Did you ever run relay races in school? You had to successfully pass the baton off to the kid in front of you and hope you (or they) didn’t drop it. It’s tricky! Your timing had to be just right. And you hesitated as you got closer so your feet wouldn’t falter and collide with the other kid’s feet. It’s a game of skill, for sure.

The Patient Experience is kind of like the wooden baton in a relay race. It’s handed off from touchpoint to touchpoint. The goal, of course, is to have a smooth transition, or what we call a “warm handover or handoff.”

How The Patient Experience is Whittled

But when the patient experience falters, instead of being passed along intact, the baton gets whittled down.
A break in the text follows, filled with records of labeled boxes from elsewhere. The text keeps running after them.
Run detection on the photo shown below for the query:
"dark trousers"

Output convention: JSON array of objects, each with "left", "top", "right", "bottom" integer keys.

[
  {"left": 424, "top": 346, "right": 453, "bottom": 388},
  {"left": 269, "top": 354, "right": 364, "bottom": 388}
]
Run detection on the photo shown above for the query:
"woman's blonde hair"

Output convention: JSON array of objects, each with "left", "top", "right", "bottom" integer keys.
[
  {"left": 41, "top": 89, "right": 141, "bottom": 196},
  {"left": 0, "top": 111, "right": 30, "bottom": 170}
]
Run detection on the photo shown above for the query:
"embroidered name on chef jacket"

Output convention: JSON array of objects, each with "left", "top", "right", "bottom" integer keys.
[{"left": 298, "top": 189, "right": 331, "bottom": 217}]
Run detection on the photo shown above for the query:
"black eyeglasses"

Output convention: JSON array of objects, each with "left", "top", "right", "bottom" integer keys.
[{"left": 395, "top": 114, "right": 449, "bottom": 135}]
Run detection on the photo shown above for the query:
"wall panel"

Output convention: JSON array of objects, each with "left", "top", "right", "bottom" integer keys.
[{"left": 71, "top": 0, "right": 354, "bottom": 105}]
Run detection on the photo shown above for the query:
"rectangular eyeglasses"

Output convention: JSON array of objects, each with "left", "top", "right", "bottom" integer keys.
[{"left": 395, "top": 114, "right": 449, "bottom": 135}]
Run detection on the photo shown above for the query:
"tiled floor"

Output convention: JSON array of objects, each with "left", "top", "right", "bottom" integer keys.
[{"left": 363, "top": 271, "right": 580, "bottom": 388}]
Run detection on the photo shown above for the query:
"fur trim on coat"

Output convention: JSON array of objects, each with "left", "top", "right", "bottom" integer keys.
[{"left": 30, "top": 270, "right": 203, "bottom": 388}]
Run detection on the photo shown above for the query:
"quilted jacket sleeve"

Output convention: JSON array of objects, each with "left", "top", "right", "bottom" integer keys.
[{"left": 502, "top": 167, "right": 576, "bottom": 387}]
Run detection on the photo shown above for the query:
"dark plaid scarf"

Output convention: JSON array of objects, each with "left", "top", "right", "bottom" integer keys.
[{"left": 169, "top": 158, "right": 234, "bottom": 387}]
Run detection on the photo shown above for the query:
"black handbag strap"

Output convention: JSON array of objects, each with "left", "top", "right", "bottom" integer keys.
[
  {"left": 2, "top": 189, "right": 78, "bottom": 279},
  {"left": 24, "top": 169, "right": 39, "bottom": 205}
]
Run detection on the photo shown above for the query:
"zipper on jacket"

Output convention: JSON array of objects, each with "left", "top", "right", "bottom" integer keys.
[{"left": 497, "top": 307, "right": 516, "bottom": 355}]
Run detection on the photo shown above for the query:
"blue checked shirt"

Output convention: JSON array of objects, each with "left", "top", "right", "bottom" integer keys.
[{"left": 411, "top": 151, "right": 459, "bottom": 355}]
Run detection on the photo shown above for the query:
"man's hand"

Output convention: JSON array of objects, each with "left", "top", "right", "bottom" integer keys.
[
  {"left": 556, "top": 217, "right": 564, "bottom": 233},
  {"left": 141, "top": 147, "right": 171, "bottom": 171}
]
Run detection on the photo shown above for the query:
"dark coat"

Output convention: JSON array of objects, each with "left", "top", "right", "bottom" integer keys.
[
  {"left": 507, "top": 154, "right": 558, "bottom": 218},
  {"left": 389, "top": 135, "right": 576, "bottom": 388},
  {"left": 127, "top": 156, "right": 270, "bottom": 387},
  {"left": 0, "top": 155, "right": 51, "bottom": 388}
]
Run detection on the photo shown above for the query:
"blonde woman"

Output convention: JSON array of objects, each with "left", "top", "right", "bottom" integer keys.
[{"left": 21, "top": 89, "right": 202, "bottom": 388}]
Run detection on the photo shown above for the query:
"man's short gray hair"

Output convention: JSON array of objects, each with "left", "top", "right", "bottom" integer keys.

What’s worse, is that we often don’t even realize it’s happening.

Put yourself in the patient’s shoes and feel their frustration when they discover:

They can’t find a parking spot … Whittled.
The signs are confusing … Whittled.
A hospital volunteer on a personal phone call … Whittled.
They can’t find the office or exam room … Whittled.
There are dirty plates and silverware in the hospital cafeteria … Whittled.

In every interaction and at every touch point of the patient experience, we’re either whittling away or we’re passing the baton intact to another member of the care team.

When we think about the patient experience, we often focus on the caregiver at the bedside or in the exam room.

But it’s important to remember that much of the patient experience has been influenced even before patients ever see a clinician.

In fact, prior to seeing their doctor or a nurse, patients will have likely seen or interacted with many people: the parking attendant, a security guard, the volunteer at the main entrance, the housekeeper cleaning the lobby restrooms, the gift shop attendant, the front desk registration, the billing office, etc.

One of the best ways to ensure the baton of patient experience is passed successfully from one team member to the next is to flip the lens and see things through the eyes, ears, and nose of the patient.

Drive through your parking lot. Walk your hallways. Eat in your cafeteria. Ride a gurney or a wheelchair. Do whatever you can to put yourself in the patient’s shoes. Figure out what’s working well and fix the things that need fixing.

If you do this at every touchpoint along the patient experience journey, you’ll begin to arm your care team with the tools to create warm handoffs and prevent the patient experience baton from being whittled.